After his return to Ireland, Swift mixed with brash younger clerics such as Thomas Sheridan and Patrick Delany. Daniel Jackson’s large nose proved to be the unlikely source of profound ekphrastic pieces written by the group. Jovial bagatelles aside, ‘To Mr Delany’ displays a mid-career poet querying his craft. In ‘The Progress of Poetry’ urban hacks and farmer’s geese alike have grown fat and shrill. ‘Advice to the Grub-Street Verse-Writers’ ironically advises how modern hacks might trick a real poet – Pope – into writing original works into the margins of their books.
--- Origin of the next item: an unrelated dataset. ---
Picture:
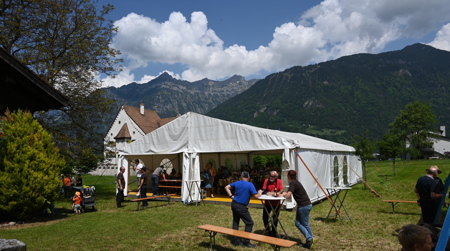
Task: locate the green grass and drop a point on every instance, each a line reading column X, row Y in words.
column 173, row 227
Swift continued to rework British and Irish georgic and pastoral poetry with extraordinary inventiveness in the 1720s, whether in drolly dreary hospitality poems or pseudo-prophecy verses in the voice of St Patrick himself. Swift found new ways to insult his friends, including his hostess Lady Anne Acheson (‘The Journal of a Modern Lady’, ‘Death and Daphne’) and Matthew Pilkington (‘Directions for a Birth-Day Song’), as well as emerging poets for whom he had little taste. Such insults were couched within the unlikely genres with which he engaged, from the Ovidian courtship tale to the royal ode.